From the above it is clear that an in-depth ethical analysis is necessary in this field. Such an analysis should be based on the following principles.
Human Dignity and the derived ethical principles of:
• Non-instrumentalisation: The ethical requirement of not using individuals merely as a means but always as an end of their own.
• Privacy: The ethical principle of not invading a person’s right to privacy.
• Non-discrimination: People deserve equal treatment, unless there are reasons that justify difference in treatment. It is a widely accepted principle and in this context it primarily relates to the distribution of health care resources.
• Informed Consent: The ethical principle that patients are not exposed to treatment or research without their free and informed consent.

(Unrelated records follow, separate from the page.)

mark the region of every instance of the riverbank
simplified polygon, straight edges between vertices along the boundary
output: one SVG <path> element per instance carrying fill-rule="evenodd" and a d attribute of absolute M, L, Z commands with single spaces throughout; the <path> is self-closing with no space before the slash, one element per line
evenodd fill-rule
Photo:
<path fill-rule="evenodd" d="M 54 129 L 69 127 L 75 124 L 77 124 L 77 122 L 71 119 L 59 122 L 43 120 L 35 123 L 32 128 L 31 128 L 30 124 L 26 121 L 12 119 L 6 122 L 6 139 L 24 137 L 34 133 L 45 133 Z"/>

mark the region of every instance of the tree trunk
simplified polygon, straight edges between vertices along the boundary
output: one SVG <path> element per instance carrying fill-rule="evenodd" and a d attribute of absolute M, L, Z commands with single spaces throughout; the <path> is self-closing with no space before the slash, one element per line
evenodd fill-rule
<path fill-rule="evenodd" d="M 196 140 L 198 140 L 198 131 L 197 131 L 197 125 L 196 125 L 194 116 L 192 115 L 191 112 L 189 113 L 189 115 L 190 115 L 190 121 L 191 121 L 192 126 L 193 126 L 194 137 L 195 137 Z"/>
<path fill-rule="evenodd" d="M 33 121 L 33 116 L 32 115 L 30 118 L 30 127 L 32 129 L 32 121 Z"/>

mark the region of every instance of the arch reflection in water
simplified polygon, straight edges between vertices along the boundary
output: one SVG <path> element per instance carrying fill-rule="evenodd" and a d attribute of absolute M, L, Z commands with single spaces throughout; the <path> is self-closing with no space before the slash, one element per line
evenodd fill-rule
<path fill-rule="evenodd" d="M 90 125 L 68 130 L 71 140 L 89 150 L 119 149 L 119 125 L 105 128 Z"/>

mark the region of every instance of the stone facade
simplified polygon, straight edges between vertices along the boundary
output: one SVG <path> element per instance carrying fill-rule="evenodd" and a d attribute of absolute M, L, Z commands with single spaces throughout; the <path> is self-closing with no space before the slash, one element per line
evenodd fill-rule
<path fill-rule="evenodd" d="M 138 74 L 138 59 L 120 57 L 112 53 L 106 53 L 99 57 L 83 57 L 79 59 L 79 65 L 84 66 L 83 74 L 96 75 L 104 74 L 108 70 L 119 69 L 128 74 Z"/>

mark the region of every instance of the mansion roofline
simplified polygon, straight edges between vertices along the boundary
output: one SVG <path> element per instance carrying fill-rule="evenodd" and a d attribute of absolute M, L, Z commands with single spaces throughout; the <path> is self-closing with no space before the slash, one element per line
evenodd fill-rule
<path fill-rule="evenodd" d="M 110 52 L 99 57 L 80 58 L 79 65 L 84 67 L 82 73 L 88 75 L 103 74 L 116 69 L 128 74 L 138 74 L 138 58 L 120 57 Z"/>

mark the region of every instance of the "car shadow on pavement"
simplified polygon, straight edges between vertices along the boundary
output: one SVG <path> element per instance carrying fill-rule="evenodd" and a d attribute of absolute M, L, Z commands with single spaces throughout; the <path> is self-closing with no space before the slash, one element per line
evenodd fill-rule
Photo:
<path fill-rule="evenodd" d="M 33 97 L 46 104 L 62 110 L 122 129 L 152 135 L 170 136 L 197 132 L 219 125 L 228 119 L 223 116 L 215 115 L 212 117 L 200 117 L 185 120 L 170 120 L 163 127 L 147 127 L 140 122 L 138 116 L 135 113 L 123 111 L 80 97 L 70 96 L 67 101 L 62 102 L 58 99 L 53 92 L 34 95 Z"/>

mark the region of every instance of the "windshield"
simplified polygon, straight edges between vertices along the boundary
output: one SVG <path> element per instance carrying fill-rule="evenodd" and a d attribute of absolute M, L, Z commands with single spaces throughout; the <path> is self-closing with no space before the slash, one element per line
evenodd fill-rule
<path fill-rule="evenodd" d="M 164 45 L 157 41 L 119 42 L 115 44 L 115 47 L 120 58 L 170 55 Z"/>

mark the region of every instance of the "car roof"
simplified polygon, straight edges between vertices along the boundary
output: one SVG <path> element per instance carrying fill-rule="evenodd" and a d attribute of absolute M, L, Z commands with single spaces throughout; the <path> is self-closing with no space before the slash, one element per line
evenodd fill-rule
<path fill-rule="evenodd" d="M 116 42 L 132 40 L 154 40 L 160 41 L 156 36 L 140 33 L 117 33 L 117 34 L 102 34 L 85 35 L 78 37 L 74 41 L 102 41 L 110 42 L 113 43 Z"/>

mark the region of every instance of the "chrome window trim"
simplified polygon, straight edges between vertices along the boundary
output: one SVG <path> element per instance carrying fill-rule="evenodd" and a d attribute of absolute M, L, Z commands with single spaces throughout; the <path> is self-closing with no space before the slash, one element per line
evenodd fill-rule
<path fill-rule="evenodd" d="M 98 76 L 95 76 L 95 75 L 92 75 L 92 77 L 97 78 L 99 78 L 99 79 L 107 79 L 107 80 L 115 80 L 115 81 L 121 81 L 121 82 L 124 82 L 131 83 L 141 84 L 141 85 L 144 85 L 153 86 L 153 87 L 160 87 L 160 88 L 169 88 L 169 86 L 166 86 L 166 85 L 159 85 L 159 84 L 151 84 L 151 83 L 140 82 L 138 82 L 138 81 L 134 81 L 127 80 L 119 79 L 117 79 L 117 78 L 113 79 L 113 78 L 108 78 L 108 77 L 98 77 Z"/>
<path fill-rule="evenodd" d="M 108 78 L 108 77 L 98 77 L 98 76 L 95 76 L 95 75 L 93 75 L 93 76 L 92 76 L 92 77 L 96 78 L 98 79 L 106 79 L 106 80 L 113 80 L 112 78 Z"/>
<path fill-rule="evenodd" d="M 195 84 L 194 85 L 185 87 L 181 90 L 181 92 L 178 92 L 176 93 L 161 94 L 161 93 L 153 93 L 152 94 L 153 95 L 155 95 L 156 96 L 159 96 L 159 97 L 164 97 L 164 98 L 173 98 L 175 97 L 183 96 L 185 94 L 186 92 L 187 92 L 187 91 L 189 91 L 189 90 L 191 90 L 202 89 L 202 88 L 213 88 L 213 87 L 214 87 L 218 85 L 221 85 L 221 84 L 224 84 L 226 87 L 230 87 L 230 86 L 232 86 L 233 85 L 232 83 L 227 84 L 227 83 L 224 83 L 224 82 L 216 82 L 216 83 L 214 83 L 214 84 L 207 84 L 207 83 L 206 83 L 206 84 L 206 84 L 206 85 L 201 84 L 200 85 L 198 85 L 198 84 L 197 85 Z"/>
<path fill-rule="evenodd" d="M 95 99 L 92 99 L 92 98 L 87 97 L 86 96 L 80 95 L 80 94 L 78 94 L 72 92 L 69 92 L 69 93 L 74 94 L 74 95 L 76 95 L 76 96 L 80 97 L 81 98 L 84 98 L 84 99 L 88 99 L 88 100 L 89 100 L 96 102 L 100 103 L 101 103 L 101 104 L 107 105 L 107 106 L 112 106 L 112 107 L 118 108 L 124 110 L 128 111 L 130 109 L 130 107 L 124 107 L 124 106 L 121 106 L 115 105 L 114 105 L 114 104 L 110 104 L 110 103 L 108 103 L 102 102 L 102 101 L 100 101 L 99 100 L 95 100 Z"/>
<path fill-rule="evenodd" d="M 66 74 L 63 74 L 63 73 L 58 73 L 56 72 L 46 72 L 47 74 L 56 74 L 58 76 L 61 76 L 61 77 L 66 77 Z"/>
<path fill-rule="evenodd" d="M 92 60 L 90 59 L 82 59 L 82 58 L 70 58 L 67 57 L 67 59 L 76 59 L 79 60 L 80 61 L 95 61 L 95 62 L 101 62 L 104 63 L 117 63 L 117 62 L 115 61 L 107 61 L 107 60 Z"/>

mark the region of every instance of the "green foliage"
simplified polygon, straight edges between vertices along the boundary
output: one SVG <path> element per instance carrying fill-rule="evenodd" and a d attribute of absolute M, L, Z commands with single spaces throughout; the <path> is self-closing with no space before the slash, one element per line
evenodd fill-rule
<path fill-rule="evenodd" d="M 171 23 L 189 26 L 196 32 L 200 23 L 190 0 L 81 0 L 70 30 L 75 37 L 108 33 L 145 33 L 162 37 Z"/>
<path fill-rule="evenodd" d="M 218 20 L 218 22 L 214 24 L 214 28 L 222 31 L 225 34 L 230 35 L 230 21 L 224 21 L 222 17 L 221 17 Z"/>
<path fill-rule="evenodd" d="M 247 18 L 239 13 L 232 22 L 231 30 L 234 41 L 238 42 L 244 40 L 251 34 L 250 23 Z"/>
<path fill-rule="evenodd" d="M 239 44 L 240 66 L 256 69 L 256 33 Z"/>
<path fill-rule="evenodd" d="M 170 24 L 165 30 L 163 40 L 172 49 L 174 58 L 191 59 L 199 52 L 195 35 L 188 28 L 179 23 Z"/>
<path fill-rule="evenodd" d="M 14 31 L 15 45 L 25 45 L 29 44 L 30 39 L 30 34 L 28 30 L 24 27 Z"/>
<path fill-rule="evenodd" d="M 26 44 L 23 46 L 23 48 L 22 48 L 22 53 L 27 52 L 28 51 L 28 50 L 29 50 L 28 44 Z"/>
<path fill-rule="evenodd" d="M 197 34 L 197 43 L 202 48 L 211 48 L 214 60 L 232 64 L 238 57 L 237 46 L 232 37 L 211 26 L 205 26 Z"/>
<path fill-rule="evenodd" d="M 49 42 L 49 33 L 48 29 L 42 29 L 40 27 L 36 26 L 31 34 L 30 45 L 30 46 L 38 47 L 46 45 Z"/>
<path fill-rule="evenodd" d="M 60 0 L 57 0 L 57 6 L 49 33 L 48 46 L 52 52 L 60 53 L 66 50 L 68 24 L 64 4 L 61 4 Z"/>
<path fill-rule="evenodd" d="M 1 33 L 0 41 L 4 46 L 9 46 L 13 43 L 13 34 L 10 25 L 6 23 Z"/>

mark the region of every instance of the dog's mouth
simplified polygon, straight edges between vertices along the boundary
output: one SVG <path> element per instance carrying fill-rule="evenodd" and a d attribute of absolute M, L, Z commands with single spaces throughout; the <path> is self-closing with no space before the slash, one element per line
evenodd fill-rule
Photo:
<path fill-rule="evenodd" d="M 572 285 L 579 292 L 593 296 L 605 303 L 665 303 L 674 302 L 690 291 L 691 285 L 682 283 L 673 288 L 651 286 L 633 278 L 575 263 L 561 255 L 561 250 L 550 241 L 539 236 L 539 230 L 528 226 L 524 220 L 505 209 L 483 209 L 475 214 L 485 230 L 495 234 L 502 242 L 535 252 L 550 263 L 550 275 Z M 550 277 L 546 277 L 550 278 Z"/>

• Equity: The ethical principle that everybody should have fair access to the benefits under consideration.
• The Precautionary Principle: This principle entails the moral duty of continuous risk assessment with regard to the not fully foreseeable impact of new technologies as in the case of ICT implants in the human body.
The last of these principles (the Precautionary Principle) is particularly important in this particular context.
The ethical analysis should also examine value conflicts. There could be conflict between the personal freedom to use one’s economic resources to obtain advanced treatment such as NanoMedicine and what society at large considers desirable or ethically acceptable. Freedom of researchers may conflict with the obligation to safeguard the health of research subjects. Concern for economic competitiveness and other economic values (economic growth) may come into conflict with respect for human dignity. The unrestricted freedom of some may endanger the health and safety of others. Therefore a balance has to be struck between values that are all legitimate in our culture.